Llevaba un traje azul que jamás le había visto y el pelo un poco más largo que la última vez que lo vi.

Parecía… diferente.

Mas mayor.

Pero era él.

Y no venia solo.

Una pareja bajo tras de él.

Una mujer y un hombre.

El hombre era alto, con el pelo canoso en las sienes y un traje de diseñador. La mujer era rubia con un vestido azul que combinaba con el tono del cielo y una sonrisa amable que se notaba desde la distancia.

Bajaron juntos, despacio hablando entre ellos mientras Samuel esperaba al pie de la escalerilla.

Pero una cuarta persona salió del avión.

Un chico. Tenia mas o menos mi edad. Tal vez algo mayor. Pelo castaño desordenado y ojos azules claros, casi transparentes.

Llevaba una expresión de aburrimiento de ¿Qué cojones hago yo aquí?

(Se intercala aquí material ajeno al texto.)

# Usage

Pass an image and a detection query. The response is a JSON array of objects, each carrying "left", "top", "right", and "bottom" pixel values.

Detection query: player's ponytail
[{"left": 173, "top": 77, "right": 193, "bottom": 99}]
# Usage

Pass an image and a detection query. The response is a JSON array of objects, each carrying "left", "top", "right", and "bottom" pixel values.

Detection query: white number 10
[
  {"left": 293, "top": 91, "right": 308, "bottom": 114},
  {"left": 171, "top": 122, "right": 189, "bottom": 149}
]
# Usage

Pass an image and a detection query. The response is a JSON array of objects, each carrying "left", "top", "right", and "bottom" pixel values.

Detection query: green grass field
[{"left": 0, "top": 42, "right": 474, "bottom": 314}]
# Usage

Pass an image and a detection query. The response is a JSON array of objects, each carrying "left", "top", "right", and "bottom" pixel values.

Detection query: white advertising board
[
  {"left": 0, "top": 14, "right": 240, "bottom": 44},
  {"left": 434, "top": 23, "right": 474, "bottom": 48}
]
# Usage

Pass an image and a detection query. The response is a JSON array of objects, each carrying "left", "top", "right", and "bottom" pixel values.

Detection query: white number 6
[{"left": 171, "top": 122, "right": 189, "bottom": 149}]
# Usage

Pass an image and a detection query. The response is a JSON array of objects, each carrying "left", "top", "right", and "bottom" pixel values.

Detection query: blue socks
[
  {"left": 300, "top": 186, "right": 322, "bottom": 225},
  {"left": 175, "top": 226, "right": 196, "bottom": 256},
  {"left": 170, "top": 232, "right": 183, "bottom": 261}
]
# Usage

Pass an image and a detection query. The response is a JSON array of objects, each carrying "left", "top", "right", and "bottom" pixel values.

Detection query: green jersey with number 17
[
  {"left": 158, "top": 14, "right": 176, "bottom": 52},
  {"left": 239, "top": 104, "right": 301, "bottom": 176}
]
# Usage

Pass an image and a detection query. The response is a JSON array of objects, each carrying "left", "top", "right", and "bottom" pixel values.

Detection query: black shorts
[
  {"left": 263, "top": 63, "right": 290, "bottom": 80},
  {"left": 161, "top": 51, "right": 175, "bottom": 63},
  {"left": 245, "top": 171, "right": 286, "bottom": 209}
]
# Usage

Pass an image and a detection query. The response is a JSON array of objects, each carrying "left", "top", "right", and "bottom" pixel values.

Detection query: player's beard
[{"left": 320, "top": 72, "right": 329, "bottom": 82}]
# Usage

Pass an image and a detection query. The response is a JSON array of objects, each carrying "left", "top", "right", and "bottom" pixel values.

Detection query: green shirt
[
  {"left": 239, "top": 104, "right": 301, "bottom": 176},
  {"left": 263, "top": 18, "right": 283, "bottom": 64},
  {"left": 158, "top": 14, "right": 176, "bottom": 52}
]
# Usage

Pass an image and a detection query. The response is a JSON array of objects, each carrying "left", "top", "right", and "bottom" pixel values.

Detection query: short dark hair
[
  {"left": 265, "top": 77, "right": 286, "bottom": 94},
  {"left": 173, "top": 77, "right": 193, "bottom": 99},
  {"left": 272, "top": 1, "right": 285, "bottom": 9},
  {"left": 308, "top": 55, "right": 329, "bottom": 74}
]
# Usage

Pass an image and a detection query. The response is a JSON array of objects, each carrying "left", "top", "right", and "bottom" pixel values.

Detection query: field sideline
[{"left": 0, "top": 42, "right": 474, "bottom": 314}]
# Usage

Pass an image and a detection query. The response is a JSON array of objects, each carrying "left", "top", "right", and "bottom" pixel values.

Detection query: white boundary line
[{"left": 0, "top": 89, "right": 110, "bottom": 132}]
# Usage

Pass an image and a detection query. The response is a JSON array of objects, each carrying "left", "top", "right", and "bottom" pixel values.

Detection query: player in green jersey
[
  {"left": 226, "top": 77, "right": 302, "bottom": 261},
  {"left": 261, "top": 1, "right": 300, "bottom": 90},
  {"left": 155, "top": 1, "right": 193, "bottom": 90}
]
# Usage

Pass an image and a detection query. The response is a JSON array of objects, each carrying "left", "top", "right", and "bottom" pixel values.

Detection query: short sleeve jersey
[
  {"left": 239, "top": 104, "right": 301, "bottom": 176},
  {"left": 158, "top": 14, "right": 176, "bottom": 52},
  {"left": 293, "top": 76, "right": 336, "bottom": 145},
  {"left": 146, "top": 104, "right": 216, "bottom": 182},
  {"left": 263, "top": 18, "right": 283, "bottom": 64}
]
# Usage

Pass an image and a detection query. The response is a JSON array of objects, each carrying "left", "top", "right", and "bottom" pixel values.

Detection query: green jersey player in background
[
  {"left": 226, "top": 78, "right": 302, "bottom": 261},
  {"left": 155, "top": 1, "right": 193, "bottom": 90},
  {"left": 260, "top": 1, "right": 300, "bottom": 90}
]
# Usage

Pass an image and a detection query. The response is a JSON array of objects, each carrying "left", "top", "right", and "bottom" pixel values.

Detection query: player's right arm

No sonríe ni mira a nadie, solo baja los escalones con las manos metidas en los bolsillos y la mirada perdida en algún punto del horizonte.

—¿Quiénes son? —pregunte sin apartar la visa.

—Loa Vanderbilt— respondió Torre en voz baja— La familia mas rica de toda Manhattan, básicamente.

—Ya, pero ¿Qué hacen aquí? ¿Y con samuel?

Nadie me respondió.

Samuel levanto la vista encontrándose conmigo. Su cara se ilumino y extendió los brazos a ambos lados de su cuerpo.

—¡YVONNE!

Su grito retumbo en cada espacio de la pista privada pero no pareció importarle. Y a mi menos.

Antes de que pudiera procesar nada ya me había lanzado corriendo hacia él, Charlotte a mis espaldas me grito preocupada por que me cayera, pero no pude procesarlo.

Mis tacones resonaron por es asfalto de la pista conforme mas me acercaba a él. Cruce los metros en segundos que se me hicieron eternos mientras que Samuel espero pacientemente en su sitio completamente inmóvil.

—¡SAMUEL!

Corrí. Corrí exactamente igual que en el hotel mientras Marc me perseguía.

Pero en este ocasión era diferente.

Ahora no estaba huyendo.

Cuando estuve a su altura me lancé contra el con todas mis fuerzas estrellándome contra su pecho. Sus brazos no tardaron en envolverme y estrecharme contra él.

Me levanto del suelo girando conmigo en volandas y solo pude aferrarme a su cuello.

—¡Yvi! —rio contra mi oído— ¡Mi pequeña hermanita!

—No utilices diminutivos— proteste, pero mis brazos solo se aferraron mas fuerte.

Me sostuvo un momento apretándome contra el con más fuerza antes de soltarme lentamente.

—Te he echado tanto de menos— susurre todavía sin poder separarme de su pecho aun incluso cuando su agarre se aflojo.

—Yo también, pequeña. Yo también.

Cuando sus manos se posaron en mis hombros y me separaron de el lentamente sus ojos se abrieron. Luego mucho más.

—Pero… ¿Qué? — balbuceo— Yvonne… ¿Eres tú?

Me reí sonrojándome

—Si Sam. Soy yo.

—Este vestido…— paso las manos por el aire a mi alrededor sin atreverse a tocar nada— Es… eres… estas…

—¿Guapa? —sugerí.

Negó con la cabeza mirándome estupefacto.

—Preciosa— corrigio con suavidad— Estas preciosa Yvonne.

El calor en mis mejillas se intensifico considerablemente.

—Gracias—murmure.

—¿Dónde lo has comprado? ¿Cuándo?

—Es una larga historia.

—Pues vas a contármela—afirmo— Toda. Enterita. Con pelos y señales.

—Te lo contare—prometí— te lo prometo.

—¿Promesa de Fournier?

—Promesa de Fournier.

Sonrió, y por un momento el año separados, las burlas de Chloe, el comportamiento confuso de Liam hace meses. Todo desapareció.